Ghost Dog de Jim Jarmusch - 1999
Grand plaisir de revoir ce film-hommage du grand Jim qui, même s'il a déjà un peu vieilli, garde tout son humour et toute sa noblesse. Si on exclut le jeu très flou de Bankolé, qui prouve qu'a priori Jarmusch ne connaît rien à la langue française et a eu beaucoup de mal à diriger cet acteur, Ghost Dog touche au très grand art. Derrière le regard limite ovin de Forest Whitaker, qui est parfait dans son mutisme et son non-jeu (tout un univers passe dans ses yeux pendant le meurtre éhonté de tous ses pigeons), derrière ces pitreries zen ostensiblement solennelles, se cache un film étrangement mélancolique, accusant doucement la fin d'une époque (celle des gangsters class et des samouraïs tout en noblesse d'âme). Jarmusch arrive à convaincre totalement dans cette veine-là, grâce à ses rythmes allanguis, grâce à la jolie musique trip-hop enfumée de RZA, grâce à cette philosophie d'un autre âge qui s'incruste dans l'écran, grâce à cette mise en scène tout en rondeurs qui tempère même les pics de violence, grâce à cet humour nonchalant (dont le gars a fait sa marque de fabrique), et même jusque dans les costumes des "vilains", impeccables de ringardise.
Ghost Dog obéit à des tempos très originaux, et le scénario, simplissime, est en total accord avec cette simplicité de trait. Le héros suit sa voie, en ligne droite, simplement, et les nombreux gros plans sur ses gestes super-pros (voler une caisse, démonter un flingue, préparer un piège) sont quasi-bressoniens dans leur filmage (voilà une phrase très class) : Jarmusch semble presque s'absenter dans ces moments-là, alors qu'il n'oublie jamais d'imprimer sa marque pince-sans-rire dans chaque trait de personnage.

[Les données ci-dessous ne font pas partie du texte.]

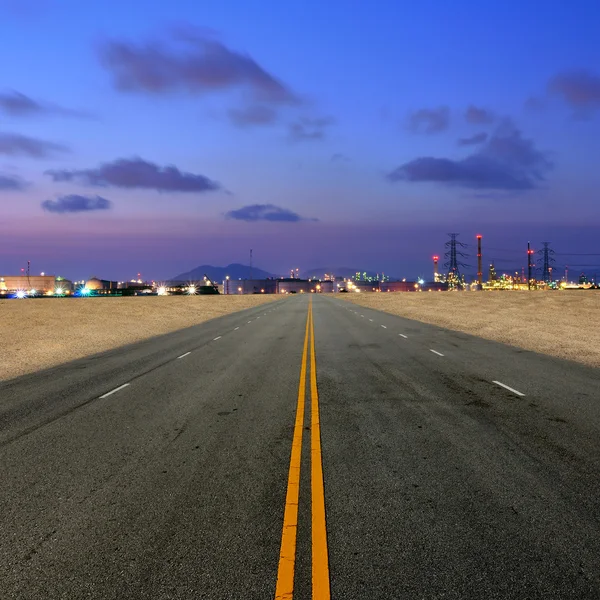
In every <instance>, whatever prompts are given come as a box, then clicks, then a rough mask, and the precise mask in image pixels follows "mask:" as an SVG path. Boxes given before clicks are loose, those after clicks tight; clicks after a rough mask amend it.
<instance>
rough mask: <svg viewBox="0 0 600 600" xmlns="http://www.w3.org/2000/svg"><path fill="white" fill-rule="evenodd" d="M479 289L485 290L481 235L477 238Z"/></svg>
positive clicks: (477, 259) (479, 235) (477, 282)
mask: <svg viewBox="0 0 600 600" xmlns="http://www.w3.org/2000/svg"><path fill="white" fill-rule="evenodd" d="M477 287H478V289H480V290H481V289H483V271H482V269H481V235H478V236H477Z"/></svg>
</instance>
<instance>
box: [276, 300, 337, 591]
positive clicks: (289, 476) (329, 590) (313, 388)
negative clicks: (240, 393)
mask: <svg viewBox="0 0 600 600" xmlns="http://www.w3.org/2000/svg"><path fill="white" fill-rule="evenodd" d="M309 340H310V343H309ZM309 347H310V361H309V360H308V350H309ZM307 364H310V398H311V406H310V422H311V427H310V432H311V434H310V464H311V476H310V487H311V501H312V502H311V507H312V510H311V513H312V520H311V532H312V598H313V600H330V598H331V591H330V585H329V555H328V551H327V527H326V523H325V490H324V486H323V459H322V453H321V426H320V423H319V394H318V390H317V361H316V357H315V328H314V323H313V315H312V298H311V300H310V303H309V305H308V315H307V316H306V331H305V334H304V351H303V353H302V364H301V366H300V384H299V385H298V405H297V408H296V423H295V425H294V438H293V441H292V455H291V458H290V471H289V476H288V487H287V494H286V498H285V512H284V514H283V530H282V534H281V551H280V553H279V569H278V571H277V586H276V589H275V600H292V598H293V597H294V567H295V563H296V536H297V532H298V504H299V500H300V462H301V457H302V431H303V429H304V408H305V396H306V370H307Z"/></svg>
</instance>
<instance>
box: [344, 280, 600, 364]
mask: <svg viewBox="0 0 600 600" xmlns="http://www.w3.org/2000/svg"><path fill="white" fill-rule="evenodd" d="M338 297H339V298H344V299H346V300H349V301H352V302H355V303H357V304H361V305H363V306H367V307H370V308H375V309H378V310H382V311H385V312H389V313H392V314H395V315H400V316H402V317H407V318H409V319H415V320H417V321H423V322H425V323H432V324H434V325H440V326H441V327H446V328H448V329H454V330H456V331H463V332H465V333H470V334H472V335H478V336H480V337H482V338H487V339H489V340H495V341H497V342H503V343H505V344H511V345H513V346H519V347H520V348H525V349H526V350H534V351H536V352H542V353H544V354H550V355H552V356H557V357H559V358H566V359H569V360H575V361H578V362H581V363H584V364H587V365H591V366H594V367H600V344H598V343H597V340H598V339H599V338H600V319H599V317H600V293H599V292H594V291H586V290H574V291H548V292H542V291H534V292H526V291H523V292H517V291H514V292H513V291H510V292H421V293H410V292H407V293H392V292H390V293H360V294H356V293H354V294H352V293H349V294H339V296H338Z"/></svg>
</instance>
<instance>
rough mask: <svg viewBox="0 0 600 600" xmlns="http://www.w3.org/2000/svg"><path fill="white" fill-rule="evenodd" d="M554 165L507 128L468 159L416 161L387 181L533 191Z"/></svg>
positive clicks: (541, 181) (484, 188) (491, 137)
mask: <svg viewBox="0 0 600 600" xmlns="http://www.w3.org/2000/svg"><path fill="white" fill-rule="evenodd" d="M552 166H553V165H552V163H551V162H550V160H549V159H548V157H547V156H546V154H545V153H543V152H541V151H540V150H538V149H537V148H536V147H535V145H534V143H533V141H531V140H528V139H525V138H523V136H522V135H521V132H520V131H519V130H517V129H515V128H512V127H507V126H504V127H501V128H500V129H499V130H498V132H496V133H495V134H494V135H493V136H492V137H491V138H490V139H489V141H488V142H487V143H486V144H485V145H484V146H482V147H481V148H480V149H479V150H478V151H477V152H475V153H473V154H471V155H470V156H467V157H466V158H462V159H458V160H455V159H451V158H435V157H431V156H424V157H420V158H416V159H414V160H412V161H410V162H407V163H405V164H403V165H401V166H399V167H398V168H397V169H394V170H393V171H392V172H391V173H389V174H388V175H387V178H388V179H389V180H390V181H393V182H396V181H408V182H436V183H440V184H445V185H455V186H459V187H464V188H470V189H480V190H483V189H495V190H530V189H533V188H536V187H539V184H540V183H541V182H542V181H543V180H544V178H545V174H546V173H547V172H548V171H549V170H550V169H551V168H552Z"/></svg>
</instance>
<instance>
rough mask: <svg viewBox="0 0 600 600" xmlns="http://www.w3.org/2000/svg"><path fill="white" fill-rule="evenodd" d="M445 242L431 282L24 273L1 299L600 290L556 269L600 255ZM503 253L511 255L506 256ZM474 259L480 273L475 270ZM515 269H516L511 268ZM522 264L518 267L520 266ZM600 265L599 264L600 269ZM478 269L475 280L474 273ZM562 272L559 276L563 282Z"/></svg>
mask: <svg viewBox="0 0 600 600" xmlns="http://www.w3.org/2000/svg"><path fill="white" fill-rule="evenodd" d="M448 237H449V239H448V240H447V241H446V242H445V244H444V246H445V252H444V258H445V262H444V263H443V265H442V267H443V268H440V255H438V254H435V255H433V265H432V271H431V275H430V276H425V277H419V278H416V279H414V280H407V279H405V278H404V279H394V278H390V276H389V275H386V274H385V273H377V274H374V275H373V274H371V275H369V274H368V273H367V272H364V271H363V272H360V271H357V272H356V273H355V274H354V275H352V276H350V277H348V276H346V277H340V276H336V275H335V273H323V274H322V275H321V276H320V277H318V278H310V279H302V278H300V276H299V269H298V268H296V269H291V270H290V273H289V276H288V277H270V278H267V279H255V278H252V267H251V266H250V268H249V277H248V278H239V279H230V278H229V277H228V276H227V277H226V278H225V280H224V281H212V280H211V279H210V278H209V277H208V276H206V275H205V276H204V277H203V278H202V279H200V280H198V281H164V282H158V281H144V280H143V279H142V278H141V274H140V273H138V276H137V278H136V279H131V280H129V281H113V280H109V279H100V278H98V277H91V278H90V279H88V280H81V281H71V280H69V279H65V278H63V277H59V276H54V275H47V274H46V273H40V274H39V275H34V274H31V273H30V263H29V262H28V263H27V270H25V269H24V268H23V269H21V274H19V275H0V299H2V298H31V297H36V298H44V297H82V296H144V295H158V296H168V295H206V294H222V295H247V294H310V293H360V292H365V293H368V292H384V293H389V292H432V291H505V290H506V291H508V290H560V289H590V288H591V289H598V284H597V279H596V273H595V272H594V273H593V275H592V276H588V275H586V273H584V272H580V271H579V269H578V267H591V266H594V265H589V264H586V265H581V264H572V265H571V269H572V272H573V270H575V269H577V270H576V271H575V272H580V274H579V275H578V276H577V280H576V281H571V280H570V279H569V268H570V267H569V265H566V264H563V265H561V266H560V267H557V257H559V256H560V257H562V261H565V259H569V260H575V261H576V260H577V257H578V256H600V254H598V255H596V254H584V255H580V254H562V255H559V254H557V253H556V252H555V251H554V249H553V248H552V247H551V244H550V242H547V241H544V242H541V248H539V249H538V250H537V251H536V250H535V249H533V248H532V246H531V243H530V242H527V246H526V250H525V245H524V248H523V251H522V252H518V251H515V250H514V249H513V250H505V249H498V248H491V249H490V256H494V255H497V254H498V253H501V255H500V256H501V261H500V264H498V263H497V262H496V259H495V258H491V259H489V260H488V261H485V264H486V273H485V274H486V275H487V277H486V278H484V267H483V265H484V246H483V236H482V235H481V234H477V235H476V236H475V240H474V244H469V243H465V242H464V241H462V240H460V239H459V234H458V233H450V234H448ZM502 253H509V254H508V260H507V255H506V254H502ZM471 258H474V259H475V260H476V266H474V265H471V264H469V262H468V261H469V260H471ZM509 263H510V264H509ZM519 264H520V266H518V265H519ZM599 266H600V265H599ZM474 268H476V269H477V270H476V273H474V272H473V269H474ZM559 268H560V276H558V272H559Z"/></svg>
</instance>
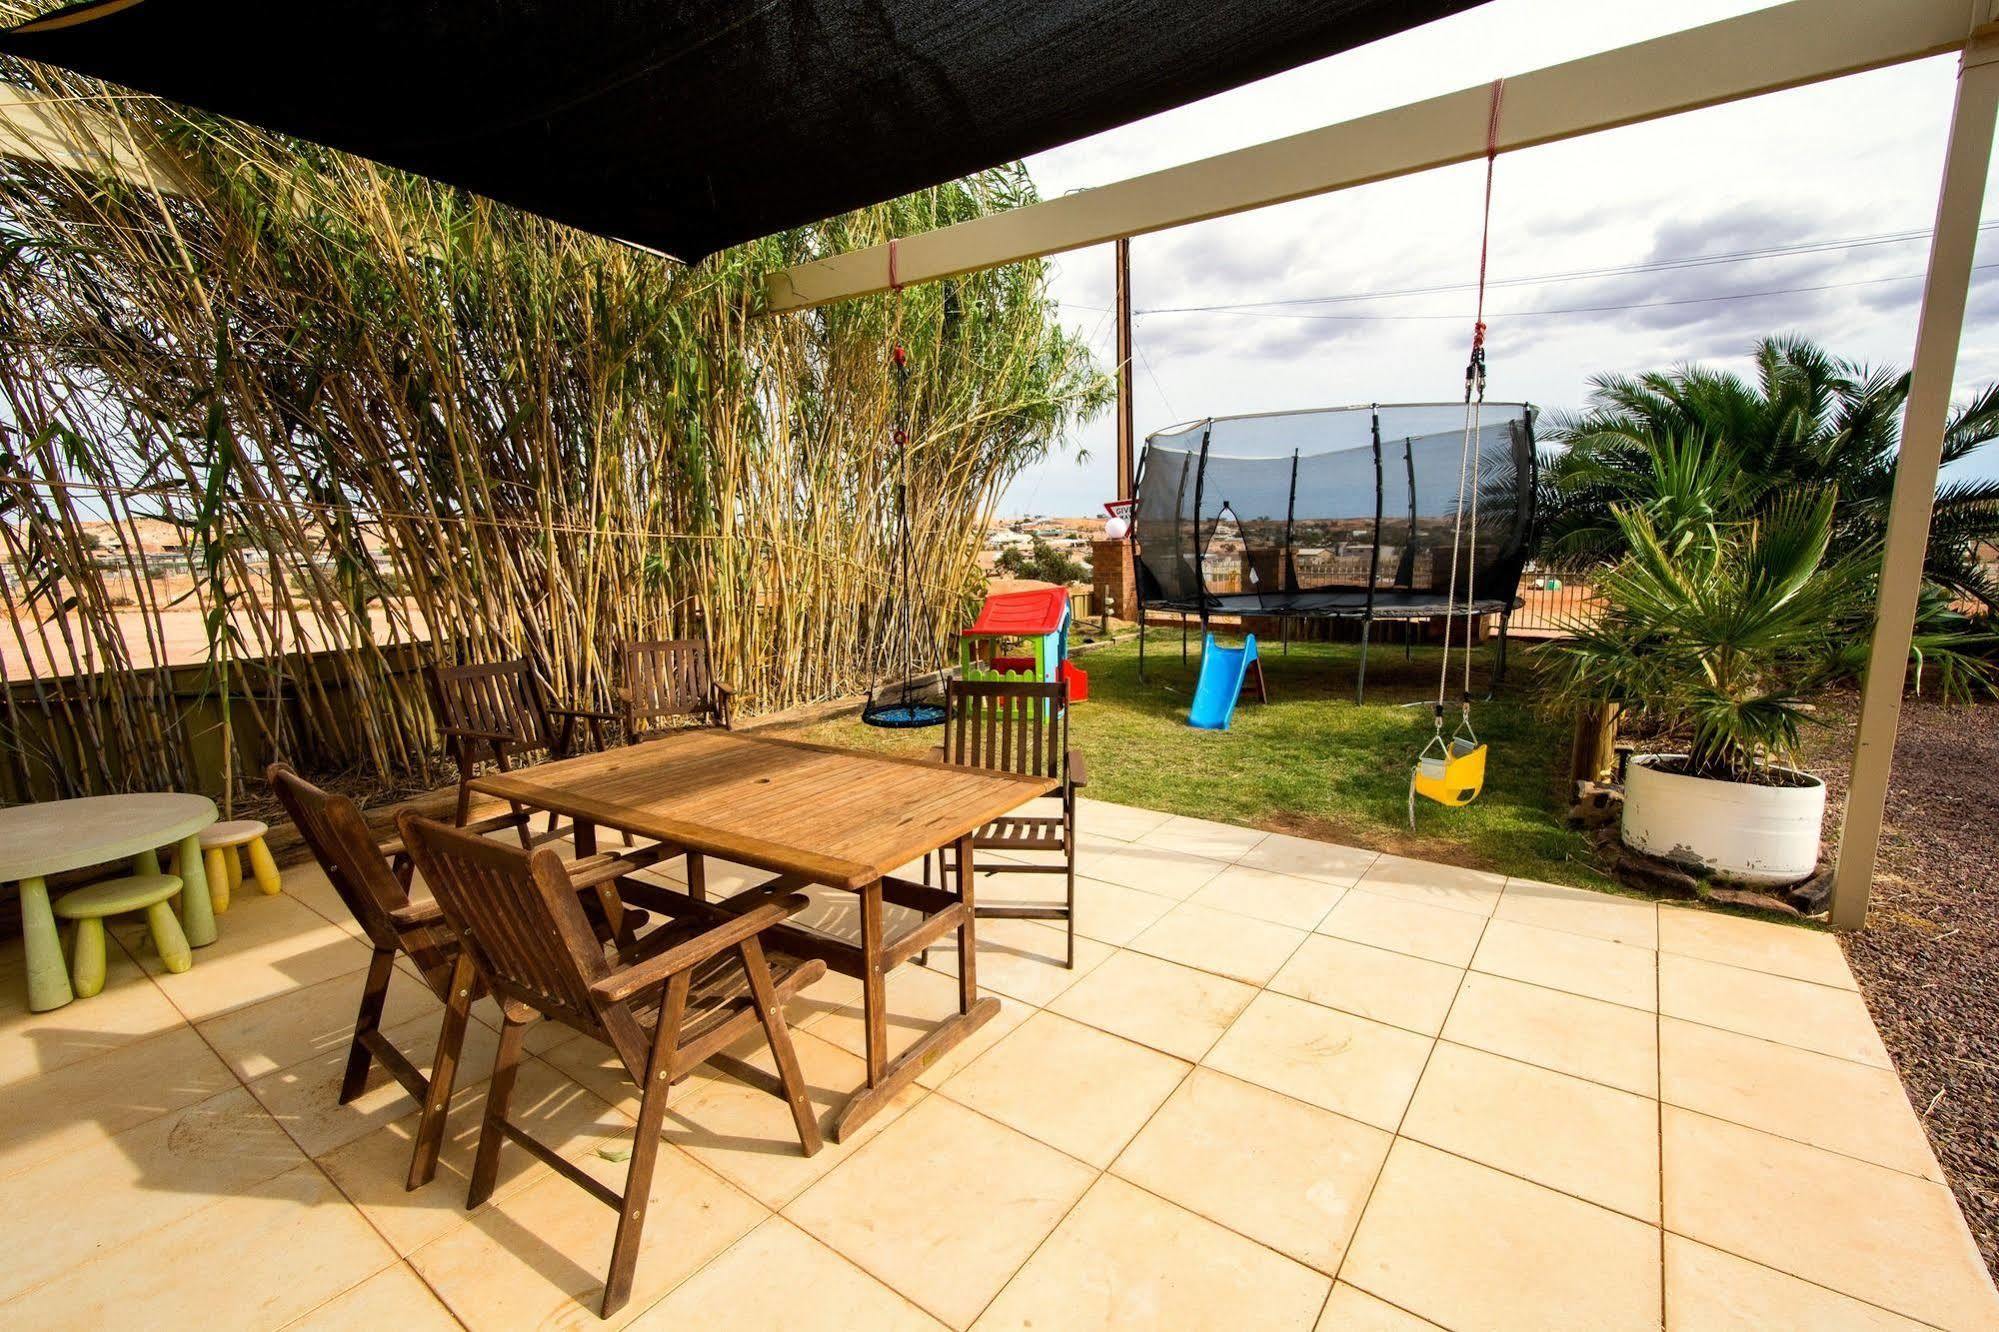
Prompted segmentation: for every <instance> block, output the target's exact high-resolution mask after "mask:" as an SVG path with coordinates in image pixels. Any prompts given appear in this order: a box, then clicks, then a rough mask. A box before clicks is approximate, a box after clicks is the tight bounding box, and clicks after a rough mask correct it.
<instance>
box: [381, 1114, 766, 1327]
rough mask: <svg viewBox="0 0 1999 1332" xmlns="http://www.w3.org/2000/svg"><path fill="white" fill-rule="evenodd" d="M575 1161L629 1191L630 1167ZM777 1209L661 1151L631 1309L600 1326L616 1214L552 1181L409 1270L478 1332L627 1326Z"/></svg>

Les clins d'oeil à Kurosawa (Rashomon, Yojimbo) et à Scorsese (Taxi Driver surtout, lors de la tuerie pour le coup "sans violence" dans la villa des gangsters) sont parfaitement amenés, et donnent au film ce cachet désuet qui fait tout son talent. La tristesse pointe alors son nez : tristesse d'avoir perdu une certaine forme de cinéma, très repérable, et qui est comme estompée, pastellisée par Jarmusch ; tristesse de la solitude du héros ; tristesse de constater la misère du monde ; et surtout tristesse de la perte de valeurs nobles qui causeront la perte du personnage. Drôle et émouvant, Ghost Dog est très touchant.